Embedded extrusion 3D bioprinting is a rapidly emerging additive manufacturing methodology that provides a precise spatial deposition of synthetic or natural-origin low-viscosity bioinks during the extrusion printing process. Such a strategy has to date unlocked the freeform extrusion biofabrication of complex micro-to-macro-scale living architectures for numerous applications, including tissue engineering and in vitro disease modeling. In this chapter, we describe a suspension bioprinting methodology leveraging a continuous viscoelastic biopolymer supporting bath functionalized with divalent calcium cations to enable a rapid processing of user-defined bioinks toward architecturally complex 3D in vitro tumor models.
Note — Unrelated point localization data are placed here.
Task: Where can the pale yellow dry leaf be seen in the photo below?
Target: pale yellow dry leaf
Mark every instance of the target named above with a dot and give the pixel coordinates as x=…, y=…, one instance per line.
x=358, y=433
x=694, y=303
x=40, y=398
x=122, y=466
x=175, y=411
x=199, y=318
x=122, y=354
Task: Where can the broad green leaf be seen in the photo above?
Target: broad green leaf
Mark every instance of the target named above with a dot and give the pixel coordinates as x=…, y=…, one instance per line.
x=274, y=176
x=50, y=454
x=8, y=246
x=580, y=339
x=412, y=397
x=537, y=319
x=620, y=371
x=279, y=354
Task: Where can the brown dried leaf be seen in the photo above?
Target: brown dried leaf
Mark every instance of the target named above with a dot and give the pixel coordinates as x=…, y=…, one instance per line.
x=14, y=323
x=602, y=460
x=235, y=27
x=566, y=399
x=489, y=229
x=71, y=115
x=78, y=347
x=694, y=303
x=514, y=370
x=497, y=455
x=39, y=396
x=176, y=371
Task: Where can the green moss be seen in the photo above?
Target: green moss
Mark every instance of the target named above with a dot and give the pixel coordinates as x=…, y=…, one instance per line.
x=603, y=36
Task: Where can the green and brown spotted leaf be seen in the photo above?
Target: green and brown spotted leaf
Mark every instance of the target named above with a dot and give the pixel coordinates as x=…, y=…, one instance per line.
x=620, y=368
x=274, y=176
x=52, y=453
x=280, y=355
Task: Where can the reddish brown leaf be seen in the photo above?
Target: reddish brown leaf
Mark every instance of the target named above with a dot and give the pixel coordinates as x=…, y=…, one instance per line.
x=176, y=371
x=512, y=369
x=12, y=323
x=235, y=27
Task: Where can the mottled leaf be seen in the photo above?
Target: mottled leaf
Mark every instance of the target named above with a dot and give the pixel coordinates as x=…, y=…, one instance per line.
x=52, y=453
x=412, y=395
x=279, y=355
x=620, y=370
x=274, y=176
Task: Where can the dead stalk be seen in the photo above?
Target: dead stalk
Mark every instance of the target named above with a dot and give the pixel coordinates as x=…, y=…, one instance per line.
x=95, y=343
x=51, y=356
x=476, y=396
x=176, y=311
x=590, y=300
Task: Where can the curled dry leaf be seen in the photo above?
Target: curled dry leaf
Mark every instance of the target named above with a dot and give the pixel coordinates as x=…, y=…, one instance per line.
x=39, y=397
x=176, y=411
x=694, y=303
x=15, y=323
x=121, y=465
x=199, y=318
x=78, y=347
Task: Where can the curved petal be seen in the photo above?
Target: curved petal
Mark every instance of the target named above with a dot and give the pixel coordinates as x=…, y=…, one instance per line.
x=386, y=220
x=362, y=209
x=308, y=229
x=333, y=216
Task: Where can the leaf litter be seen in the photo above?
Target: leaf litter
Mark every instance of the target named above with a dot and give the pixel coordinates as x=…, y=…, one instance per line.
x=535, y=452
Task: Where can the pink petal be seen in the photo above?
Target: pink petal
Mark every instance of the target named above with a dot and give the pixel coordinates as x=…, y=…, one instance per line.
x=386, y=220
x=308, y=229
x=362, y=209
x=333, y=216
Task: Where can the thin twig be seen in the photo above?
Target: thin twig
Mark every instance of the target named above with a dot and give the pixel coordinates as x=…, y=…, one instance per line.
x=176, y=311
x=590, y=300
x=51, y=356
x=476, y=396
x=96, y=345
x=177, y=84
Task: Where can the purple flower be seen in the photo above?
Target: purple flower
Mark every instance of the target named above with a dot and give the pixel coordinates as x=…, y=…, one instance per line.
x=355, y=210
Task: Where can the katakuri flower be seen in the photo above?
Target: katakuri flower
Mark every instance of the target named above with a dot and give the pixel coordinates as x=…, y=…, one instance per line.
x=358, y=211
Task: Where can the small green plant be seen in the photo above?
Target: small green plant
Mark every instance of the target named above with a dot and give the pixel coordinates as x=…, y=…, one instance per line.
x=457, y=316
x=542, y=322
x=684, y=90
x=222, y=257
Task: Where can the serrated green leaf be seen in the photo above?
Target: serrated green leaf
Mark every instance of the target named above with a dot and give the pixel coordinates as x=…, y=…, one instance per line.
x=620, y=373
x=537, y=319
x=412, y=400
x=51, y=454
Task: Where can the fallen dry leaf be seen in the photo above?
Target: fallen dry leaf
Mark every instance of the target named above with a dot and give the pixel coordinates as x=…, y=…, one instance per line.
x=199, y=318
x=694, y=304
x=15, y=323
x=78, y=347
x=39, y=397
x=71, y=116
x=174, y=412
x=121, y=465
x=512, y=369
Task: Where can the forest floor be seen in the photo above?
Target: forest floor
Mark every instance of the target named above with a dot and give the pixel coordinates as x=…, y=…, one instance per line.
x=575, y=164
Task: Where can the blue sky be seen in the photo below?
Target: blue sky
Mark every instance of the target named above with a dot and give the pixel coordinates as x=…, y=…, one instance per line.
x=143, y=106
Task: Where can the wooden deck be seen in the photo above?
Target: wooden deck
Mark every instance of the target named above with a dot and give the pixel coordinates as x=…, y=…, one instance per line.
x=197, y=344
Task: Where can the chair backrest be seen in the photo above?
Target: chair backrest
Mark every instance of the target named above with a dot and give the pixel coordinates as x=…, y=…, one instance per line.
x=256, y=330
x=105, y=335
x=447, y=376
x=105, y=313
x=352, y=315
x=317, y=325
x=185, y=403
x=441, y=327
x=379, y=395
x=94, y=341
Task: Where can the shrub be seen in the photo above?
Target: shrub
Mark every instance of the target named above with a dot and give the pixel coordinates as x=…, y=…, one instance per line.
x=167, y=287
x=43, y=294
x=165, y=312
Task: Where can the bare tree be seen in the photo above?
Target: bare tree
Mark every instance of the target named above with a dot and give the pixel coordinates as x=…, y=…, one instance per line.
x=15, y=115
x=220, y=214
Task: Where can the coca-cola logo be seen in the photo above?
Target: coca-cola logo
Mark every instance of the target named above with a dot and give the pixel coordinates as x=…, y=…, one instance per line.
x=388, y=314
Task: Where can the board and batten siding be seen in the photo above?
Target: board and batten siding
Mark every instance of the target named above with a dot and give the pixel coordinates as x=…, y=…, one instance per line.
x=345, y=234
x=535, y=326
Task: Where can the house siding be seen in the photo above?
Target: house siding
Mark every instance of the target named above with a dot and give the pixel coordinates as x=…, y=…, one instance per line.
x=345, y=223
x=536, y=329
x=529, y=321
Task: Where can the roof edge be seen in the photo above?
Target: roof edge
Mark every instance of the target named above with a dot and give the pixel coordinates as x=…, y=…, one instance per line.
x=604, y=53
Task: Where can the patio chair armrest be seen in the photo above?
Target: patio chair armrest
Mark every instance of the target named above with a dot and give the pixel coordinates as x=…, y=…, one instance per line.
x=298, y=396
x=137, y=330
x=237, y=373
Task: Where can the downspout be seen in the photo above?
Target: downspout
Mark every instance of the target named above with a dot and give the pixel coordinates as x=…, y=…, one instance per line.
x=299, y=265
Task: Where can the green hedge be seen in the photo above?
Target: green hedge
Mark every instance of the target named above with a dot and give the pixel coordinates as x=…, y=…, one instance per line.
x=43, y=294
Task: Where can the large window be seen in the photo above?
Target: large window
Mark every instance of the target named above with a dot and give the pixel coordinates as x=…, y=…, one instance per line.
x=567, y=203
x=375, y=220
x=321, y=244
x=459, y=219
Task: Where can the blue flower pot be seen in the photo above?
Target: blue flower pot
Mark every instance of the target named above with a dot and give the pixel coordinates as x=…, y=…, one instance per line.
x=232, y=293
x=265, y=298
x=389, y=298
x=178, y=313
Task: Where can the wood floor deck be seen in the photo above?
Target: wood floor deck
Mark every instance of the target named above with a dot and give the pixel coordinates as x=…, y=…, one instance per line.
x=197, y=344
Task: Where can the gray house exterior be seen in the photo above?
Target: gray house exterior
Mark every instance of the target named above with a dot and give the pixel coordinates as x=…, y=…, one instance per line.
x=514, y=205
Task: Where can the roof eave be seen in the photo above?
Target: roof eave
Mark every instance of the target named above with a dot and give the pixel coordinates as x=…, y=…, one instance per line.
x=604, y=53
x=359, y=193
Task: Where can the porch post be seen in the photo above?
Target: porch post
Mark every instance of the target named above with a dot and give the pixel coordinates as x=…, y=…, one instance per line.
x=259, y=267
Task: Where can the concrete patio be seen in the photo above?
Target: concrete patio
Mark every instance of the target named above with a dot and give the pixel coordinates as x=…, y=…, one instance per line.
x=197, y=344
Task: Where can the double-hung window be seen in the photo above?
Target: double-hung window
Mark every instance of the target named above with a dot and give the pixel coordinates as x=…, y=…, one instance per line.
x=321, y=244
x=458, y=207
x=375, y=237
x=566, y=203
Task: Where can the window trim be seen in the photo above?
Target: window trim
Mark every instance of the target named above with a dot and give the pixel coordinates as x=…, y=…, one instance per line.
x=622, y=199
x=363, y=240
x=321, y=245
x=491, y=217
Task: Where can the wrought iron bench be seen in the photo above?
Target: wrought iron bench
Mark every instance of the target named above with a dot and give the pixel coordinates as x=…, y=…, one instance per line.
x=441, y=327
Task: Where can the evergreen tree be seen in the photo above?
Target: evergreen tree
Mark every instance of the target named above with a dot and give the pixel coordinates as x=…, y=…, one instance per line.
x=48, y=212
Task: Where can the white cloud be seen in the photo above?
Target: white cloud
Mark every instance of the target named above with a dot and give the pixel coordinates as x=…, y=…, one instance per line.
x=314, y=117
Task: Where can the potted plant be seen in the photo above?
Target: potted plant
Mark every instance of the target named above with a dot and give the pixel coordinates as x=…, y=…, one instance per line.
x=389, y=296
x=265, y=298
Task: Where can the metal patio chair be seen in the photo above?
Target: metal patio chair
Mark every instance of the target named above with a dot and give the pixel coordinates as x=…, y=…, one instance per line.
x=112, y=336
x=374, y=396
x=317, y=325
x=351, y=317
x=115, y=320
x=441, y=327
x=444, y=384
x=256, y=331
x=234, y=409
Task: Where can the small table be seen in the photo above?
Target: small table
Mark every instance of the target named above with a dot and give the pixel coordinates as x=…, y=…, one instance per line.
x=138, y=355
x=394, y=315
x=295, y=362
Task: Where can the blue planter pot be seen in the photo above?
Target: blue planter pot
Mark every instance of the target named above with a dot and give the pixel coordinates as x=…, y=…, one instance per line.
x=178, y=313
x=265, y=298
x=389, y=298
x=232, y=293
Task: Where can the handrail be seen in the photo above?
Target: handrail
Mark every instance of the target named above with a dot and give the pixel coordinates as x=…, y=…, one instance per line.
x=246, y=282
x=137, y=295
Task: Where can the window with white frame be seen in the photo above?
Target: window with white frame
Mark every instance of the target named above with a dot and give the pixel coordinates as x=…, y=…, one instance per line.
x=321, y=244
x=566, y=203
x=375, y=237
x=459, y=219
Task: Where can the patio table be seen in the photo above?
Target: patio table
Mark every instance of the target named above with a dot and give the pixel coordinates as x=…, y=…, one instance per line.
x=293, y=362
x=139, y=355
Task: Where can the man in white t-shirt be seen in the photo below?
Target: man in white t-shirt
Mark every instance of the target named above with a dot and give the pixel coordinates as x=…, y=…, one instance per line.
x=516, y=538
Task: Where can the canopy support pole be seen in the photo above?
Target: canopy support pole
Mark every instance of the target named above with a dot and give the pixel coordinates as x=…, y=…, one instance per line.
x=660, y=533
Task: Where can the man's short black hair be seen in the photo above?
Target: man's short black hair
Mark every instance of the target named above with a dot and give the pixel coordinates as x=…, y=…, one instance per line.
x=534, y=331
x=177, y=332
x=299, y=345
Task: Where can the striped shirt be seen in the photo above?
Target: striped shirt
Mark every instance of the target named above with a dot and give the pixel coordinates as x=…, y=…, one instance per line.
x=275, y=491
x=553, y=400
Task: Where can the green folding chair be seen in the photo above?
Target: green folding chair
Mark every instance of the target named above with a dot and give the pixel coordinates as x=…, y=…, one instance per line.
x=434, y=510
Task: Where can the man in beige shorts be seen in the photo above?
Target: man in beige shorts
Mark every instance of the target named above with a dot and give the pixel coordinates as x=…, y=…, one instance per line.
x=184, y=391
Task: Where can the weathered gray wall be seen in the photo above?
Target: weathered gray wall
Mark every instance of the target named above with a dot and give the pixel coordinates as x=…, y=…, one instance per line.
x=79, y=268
This highly simple and cost-effective viscoelastic supporting bath enables a full freeform biofabrication of cell-laden 3D tumor-mimetic architectures that exhibit structural stability in culture post-printing. The cytocompatibility of the supporting bath, its ease of removal from biofabricated living constructs, and its adaptability for processing different ECM-mimetic bioinks open avenues for multi-scale fabrication of numerous types of physiomimetic 3D tumor models for preclinical screening of candidate therapeutics.

authors

Monteiro, M. V., Rocha, M., Gaspar, V. M., & Mano, J. F.